United States Edition

Spearmint     

Mentha spicata

Spearmint is a plant which belongs to the Mentha genus. The origin of this plant's scientific name epithet (spicata) means 'bearing spikes'.

Spearmint is used most commonly in the kitchen for mint juleps, sauces, jellies and teas. Spikes of lilac-pink flowers bloom in summer. Attractive in borders and containers. Popular with bees. Very invasive. Take this last part seriously, It will take over your garden if you let it.1

Like most mints these are easily propagated from cuttings, in many climates they can easily take root while sitting in plain water.
The plant has square shaped stems and soft oval leaves with a slightly indented edge placed in pairs at a prominent node on the stem.
The flowers small and grouped close to the stem at the leaf nodes

Blooms appear in these approximate colours:   Pale lavender and   White.

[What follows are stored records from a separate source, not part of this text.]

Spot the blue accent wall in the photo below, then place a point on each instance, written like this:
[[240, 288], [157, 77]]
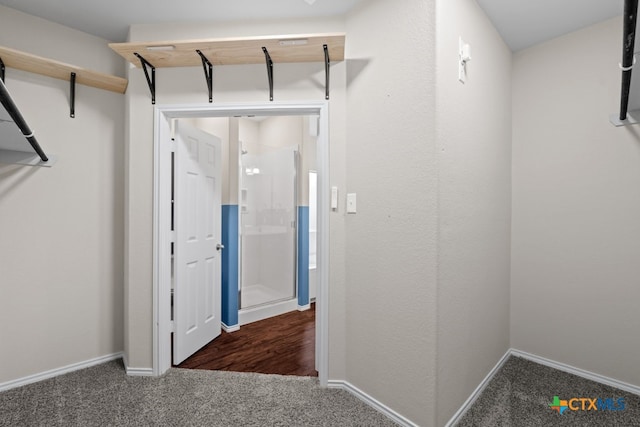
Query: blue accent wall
[[303, 255], [230, 265]]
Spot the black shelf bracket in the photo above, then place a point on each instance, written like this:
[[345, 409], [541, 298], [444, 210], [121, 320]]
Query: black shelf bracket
[[72, 95], [628, 59], [208, 73], [151, 81], [10, 106], [267, 58], [327, 63]]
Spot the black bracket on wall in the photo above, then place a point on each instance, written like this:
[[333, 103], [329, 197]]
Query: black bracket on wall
[[327, 63], [628, 59], [208, 73], [267, 58], [151, 81], [72, 95]]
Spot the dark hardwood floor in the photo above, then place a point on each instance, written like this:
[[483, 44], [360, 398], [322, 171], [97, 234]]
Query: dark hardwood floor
[[282, 345]]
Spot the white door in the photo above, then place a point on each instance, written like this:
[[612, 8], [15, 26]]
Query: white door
[[197, 248]]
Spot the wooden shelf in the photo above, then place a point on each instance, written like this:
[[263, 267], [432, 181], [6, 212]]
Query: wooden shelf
[[59, 70], [289, 48]]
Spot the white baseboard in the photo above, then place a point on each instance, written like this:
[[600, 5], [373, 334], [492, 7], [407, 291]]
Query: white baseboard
[[577, 371], [483, 384], [58, 371], [255, 314], [139, 372], [373, 403], [229, 329], [542, 361]]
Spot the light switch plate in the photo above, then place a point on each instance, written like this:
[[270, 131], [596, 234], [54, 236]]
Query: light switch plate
[[351, 203]]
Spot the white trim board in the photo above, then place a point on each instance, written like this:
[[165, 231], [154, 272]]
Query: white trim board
[[372, 402], [542, 361], [58, 371], [476, 393], [229, 329], [630, 388], [161, 216]]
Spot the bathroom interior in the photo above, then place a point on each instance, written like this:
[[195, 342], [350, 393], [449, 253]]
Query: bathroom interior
[[270, 175]]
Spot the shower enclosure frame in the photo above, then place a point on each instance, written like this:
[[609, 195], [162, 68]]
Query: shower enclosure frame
[[162, 235], [290, 302]]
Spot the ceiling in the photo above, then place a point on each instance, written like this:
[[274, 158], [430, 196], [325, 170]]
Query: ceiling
[[522, 23], [111, 19]]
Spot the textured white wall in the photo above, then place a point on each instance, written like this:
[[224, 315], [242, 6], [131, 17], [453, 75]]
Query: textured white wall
[[232, 84], [576, 204], [474, 152], [391, 241], [61, 227]]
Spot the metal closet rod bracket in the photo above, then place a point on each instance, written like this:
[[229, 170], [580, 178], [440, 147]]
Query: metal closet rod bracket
[[327, 63], [151, 81], [72, 95], [208, 73], [267, 58]]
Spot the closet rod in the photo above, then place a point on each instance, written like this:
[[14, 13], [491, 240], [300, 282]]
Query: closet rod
[[628, 59], [13, 111]]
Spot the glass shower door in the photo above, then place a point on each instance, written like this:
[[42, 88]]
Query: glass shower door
[[268, 227]]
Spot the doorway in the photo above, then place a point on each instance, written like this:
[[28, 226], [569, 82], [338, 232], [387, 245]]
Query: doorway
[[162, 231]]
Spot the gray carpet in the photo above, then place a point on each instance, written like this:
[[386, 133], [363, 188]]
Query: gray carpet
[[105, 396], [520, 394]]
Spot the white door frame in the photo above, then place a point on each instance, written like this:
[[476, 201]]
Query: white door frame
[[162, 216]]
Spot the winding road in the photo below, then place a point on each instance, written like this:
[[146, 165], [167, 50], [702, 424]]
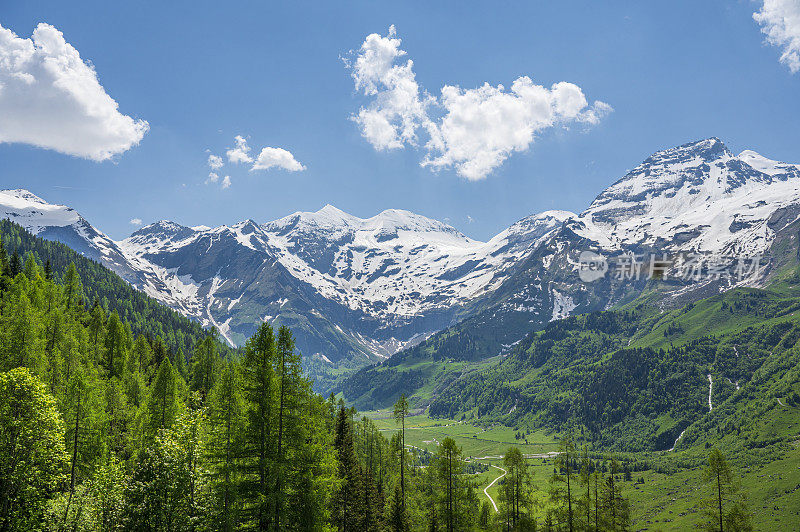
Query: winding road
[[486, 489]]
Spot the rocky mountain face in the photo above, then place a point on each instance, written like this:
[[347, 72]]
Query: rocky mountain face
[[686, 223], [357, 290], [353, 290]]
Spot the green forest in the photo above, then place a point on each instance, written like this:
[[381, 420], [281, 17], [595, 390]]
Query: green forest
[[112, 420]]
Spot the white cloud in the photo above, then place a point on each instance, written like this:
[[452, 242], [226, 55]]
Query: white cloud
[[51, 98], [780, 22], [482, 127], [241, 153], [477, 130], [215, 162], [398, 109], [277, 158]]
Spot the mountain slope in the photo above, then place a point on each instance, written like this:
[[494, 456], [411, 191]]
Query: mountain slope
[[694, 202], [358, 290], [353, 290]]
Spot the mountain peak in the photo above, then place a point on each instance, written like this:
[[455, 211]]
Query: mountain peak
[[23, 194]]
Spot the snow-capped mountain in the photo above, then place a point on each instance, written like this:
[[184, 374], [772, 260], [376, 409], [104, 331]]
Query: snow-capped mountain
[[61, 223], [378, 283], [359, 288], [695, 200], [351, 288], [698, 197]]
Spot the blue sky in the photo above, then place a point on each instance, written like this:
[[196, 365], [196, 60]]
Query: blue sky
[[201, 73]]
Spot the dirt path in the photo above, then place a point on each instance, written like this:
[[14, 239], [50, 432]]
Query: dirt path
[[486, 489], [710, 390]]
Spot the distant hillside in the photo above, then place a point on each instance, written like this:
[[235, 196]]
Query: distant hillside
[[144, 314]]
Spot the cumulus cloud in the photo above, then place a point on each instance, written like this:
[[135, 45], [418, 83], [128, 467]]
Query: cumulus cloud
[[277, 158], [482, 127], [215, 162], [471, 130], [241, 153], [51, 98], [780, 23], [398, 108]]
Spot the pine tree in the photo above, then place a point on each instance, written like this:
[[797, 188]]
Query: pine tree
[[15, 265], [114, 345], [289, 373], [458, 503], [726, 509], [563, 485], [32, 454], [205, 365], [586, 480], [615, 507], [258, 461], [226, 420], [73, 289], [162, 406], [400, 413], [398, 520], [515, 490], [347, 507]]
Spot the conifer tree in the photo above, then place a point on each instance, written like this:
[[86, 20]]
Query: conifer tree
[[398, 520], [615, 507], [226, 417], [726, 509], [400, 413], [458, 503], [205, 365], [162, 406], [259, 392], [347, 508], [563, 485], [289, 373], [515, 490], [33, 459]]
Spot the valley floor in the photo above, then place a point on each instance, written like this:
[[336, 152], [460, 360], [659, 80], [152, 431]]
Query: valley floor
[[662, 502]]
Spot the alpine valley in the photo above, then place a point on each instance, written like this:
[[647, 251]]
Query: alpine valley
[[356, 291]]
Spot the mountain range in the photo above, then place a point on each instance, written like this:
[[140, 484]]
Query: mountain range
[[356, 291]]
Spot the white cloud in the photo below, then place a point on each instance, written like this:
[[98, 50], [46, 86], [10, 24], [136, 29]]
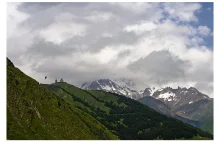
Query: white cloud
[[182, 11], [61, 31], [204, 30], [99, 17], [140, 28], [95, 40]]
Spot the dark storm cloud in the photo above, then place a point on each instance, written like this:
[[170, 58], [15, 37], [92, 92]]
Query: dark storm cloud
[[86, 41], [161, 66]]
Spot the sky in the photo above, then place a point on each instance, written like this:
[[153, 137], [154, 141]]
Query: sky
[[158, 44]]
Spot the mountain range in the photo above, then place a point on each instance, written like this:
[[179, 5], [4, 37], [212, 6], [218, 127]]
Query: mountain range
[[61, 111], [182, 103]]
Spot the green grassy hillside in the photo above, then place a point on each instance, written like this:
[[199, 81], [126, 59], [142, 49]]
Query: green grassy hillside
[[126, 118], [33, 112]]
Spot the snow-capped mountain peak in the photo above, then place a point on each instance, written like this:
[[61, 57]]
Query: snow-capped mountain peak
[[111, 86]]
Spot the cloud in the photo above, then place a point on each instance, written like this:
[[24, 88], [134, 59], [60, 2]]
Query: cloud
[[204, 30], [61, 31], [159, 44], [185, 12]]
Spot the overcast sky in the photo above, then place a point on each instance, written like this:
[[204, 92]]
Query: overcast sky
[[160, 44]]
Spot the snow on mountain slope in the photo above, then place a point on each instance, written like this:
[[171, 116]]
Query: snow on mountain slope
[[111, 86]]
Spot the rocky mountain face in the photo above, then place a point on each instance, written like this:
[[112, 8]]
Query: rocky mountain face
[[186, 104], [111, 86]]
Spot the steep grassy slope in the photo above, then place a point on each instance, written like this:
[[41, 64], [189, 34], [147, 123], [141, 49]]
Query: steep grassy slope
[[127, 118], [201, 111], [33, 112], [156, 105]]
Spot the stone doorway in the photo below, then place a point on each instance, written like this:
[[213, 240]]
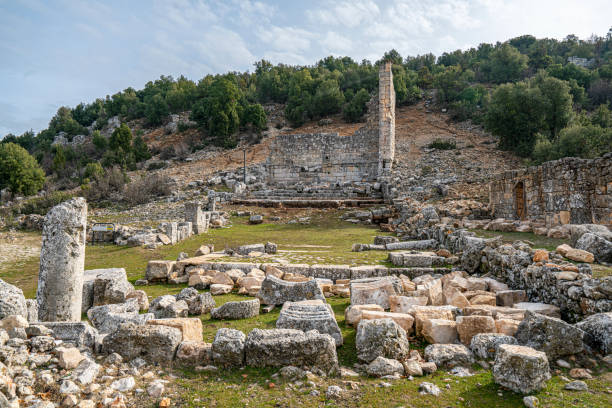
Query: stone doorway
[[519, 200]]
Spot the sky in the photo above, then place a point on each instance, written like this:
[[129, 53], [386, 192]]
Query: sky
[[62, 52]]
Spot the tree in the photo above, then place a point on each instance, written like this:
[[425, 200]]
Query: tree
[[121, 139], [451, 82], [505, 64], [141, 150], [59, 160], [19, 171], [255, 115], [156, 110], [99, 141], [328, 98], [357, 107], [558, 107], [516, 114], [218, 112]]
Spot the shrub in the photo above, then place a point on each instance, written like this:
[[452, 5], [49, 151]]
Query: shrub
[[41, 205], [144, 189], [442, 144], [19, 171], [156, 166]]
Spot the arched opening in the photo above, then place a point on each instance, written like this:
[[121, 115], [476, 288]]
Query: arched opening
[[519, 200]]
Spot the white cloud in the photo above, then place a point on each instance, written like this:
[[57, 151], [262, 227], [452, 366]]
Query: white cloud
[[285, 38], [347, 13]]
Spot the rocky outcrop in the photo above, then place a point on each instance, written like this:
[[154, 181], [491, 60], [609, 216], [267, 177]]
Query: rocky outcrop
[[12, 301], [236, 310], [155, 344], [521, 369], [381, 337], [275, 291], [310, 315]]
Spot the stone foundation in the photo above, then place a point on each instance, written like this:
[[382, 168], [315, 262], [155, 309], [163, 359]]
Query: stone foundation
[[566, 191]]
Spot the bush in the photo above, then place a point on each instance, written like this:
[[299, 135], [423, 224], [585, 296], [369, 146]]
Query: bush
[[19, 171], [442, 144], [144, 189], [156, 166], [41, 205], [168, 153], [357, 107], [107, 186]]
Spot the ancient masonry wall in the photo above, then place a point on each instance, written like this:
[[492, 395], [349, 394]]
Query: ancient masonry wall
[[329, 158], [386, 118], [566, 191]]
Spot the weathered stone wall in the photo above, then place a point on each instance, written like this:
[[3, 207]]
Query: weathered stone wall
[[566, 191], [329, 158], [386, 118], [324, 158]]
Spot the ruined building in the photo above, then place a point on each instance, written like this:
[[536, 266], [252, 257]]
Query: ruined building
[[566, 191], [365, 156]]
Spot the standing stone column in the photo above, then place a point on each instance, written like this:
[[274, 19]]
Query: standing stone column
[[62, 260]]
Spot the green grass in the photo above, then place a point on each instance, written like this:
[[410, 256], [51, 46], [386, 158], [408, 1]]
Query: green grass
[[251, 387]]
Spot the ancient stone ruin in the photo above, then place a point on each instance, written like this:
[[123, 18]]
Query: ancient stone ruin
[[62, 260], [566, 191], [365, 156]]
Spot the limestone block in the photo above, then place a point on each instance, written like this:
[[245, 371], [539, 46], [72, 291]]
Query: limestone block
[[62, 257], [404, 320], [521, 369], [439, 331], [352, 314], [190, 327], [468, 326], [401, 304]]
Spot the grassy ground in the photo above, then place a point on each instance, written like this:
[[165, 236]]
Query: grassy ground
[[326, 240]]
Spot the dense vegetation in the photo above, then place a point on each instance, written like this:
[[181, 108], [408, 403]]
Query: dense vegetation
[[525, 91]]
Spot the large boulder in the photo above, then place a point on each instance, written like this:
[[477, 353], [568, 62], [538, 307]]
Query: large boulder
[[553, 336], [228, 348], [81, 334], [12, 301], [521, 369], [108, 318], [449, 355], [190, 327], [197, 303], [310, 315], [236, 310], [284, 347], [374, 291], [484, 345], [598, 332], [600, 247], [111, 286], [167, 306], [275, 291], [469, 326], [381, 337], [154, 344], [194, 354], [382, 367]]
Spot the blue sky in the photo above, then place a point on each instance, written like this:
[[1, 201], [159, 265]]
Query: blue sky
[[62, 52]]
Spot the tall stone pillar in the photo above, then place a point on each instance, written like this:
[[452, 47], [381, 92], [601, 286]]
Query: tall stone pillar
[[386, 119], [62, 260], [194, 215]]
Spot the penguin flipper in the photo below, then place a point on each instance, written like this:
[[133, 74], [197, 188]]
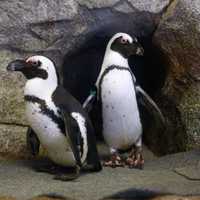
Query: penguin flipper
[[32, 142], [91, 99], [149, 104], [93, 159], [73, 134]]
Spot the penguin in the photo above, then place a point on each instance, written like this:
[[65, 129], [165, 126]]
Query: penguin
[[57, 120], [118, 94]]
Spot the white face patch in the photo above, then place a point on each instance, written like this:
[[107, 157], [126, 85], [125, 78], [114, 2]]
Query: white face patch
[[42, 88], [82, 127]]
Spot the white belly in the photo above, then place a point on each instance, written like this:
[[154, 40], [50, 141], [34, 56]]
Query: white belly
[[49, 134], [121, 122]]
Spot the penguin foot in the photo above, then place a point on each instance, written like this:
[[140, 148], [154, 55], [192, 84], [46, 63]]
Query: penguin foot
[[68, 176], [116, 161], [135, 159], [47, 169]]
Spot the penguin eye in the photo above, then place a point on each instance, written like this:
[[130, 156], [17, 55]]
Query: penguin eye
[[35, 63], [123, 41]]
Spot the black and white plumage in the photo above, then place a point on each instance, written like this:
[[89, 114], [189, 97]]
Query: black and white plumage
[[118, 94], [56, 118]]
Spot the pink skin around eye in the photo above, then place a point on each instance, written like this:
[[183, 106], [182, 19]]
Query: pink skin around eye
[[123, 41]]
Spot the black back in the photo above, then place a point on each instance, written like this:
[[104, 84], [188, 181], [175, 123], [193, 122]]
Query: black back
[[68, 104]]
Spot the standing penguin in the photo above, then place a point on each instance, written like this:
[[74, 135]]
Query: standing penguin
[[56, 118], [118, 93]]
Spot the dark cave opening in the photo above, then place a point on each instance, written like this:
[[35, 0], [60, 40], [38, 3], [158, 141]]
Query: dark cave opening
[[81, 68]]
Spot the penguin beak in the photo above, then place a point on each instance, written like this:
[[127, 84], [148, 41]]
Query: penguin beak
[[140, 51], [16, 65], [136, 49]]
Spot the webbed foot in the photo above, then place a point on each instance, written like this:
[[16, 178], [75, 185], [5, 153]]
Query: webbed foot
[[115, 161], [135, 158]]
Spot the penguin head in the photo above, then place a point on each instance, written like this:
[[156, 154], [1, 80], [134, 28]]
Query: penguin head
[[125, 45], [34, 67]]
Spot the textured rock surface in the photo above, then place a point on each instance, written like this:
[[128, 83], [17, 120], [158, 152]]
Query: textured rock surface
[[178, 37]]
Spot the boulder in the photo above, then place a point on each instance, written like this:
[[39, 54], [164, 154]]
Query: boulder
[[177, 37]]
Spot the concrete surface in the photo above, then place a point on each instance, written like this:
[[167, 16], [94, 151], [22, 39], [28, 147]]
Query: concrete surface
[[160, 176]]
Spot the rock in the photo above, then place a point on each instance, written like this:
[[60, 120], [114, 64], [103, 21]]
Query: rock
[[178, 36], [13, 142], [11, 92]]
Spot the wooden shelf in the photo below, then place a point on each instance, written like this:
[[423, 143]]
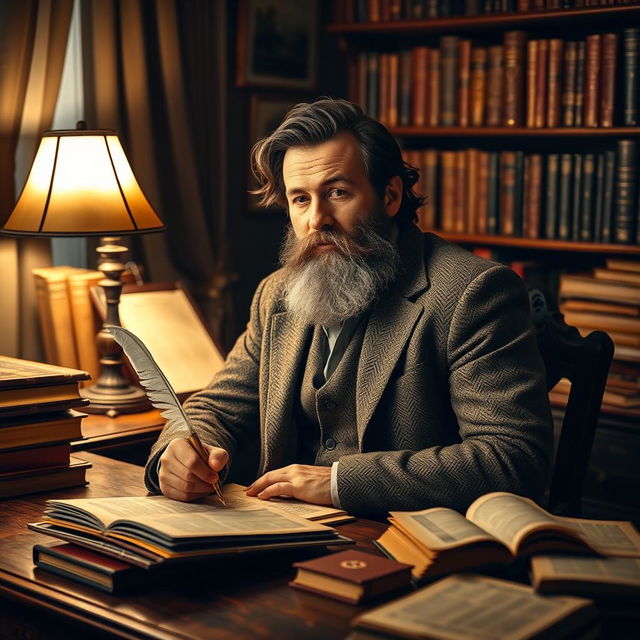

When mature, blooms are roughly 0.2 cm (that's 0.08 inches in imperial) in diameter.Leaves appear approximately as a   Kelly green and   Dark spring green colour. Spearmint is a flowering edible herb / flower perennial, it will last at least up to several years in its native climate. Spearmint normally grows with a forb habit to a mature height of 45.0 cm (that's 1.46 feet imperial). This plant tends to bloom in mid summer. Try planting Spearmint if you'd like to attract butterflies and bees to your garden. Kentucky Colonel, Mentha Julep, Common, Garden and Mint The Best are some of the most popular varieties of Spearmint for home gardeners to grow.

Spearmint is normally fairly low maintenance and is normally quite easy to grow, as long as a level of basic care is provided throughout the year. Being aware of the basic soil, sun and water preferences will result in a happier and healthier plant.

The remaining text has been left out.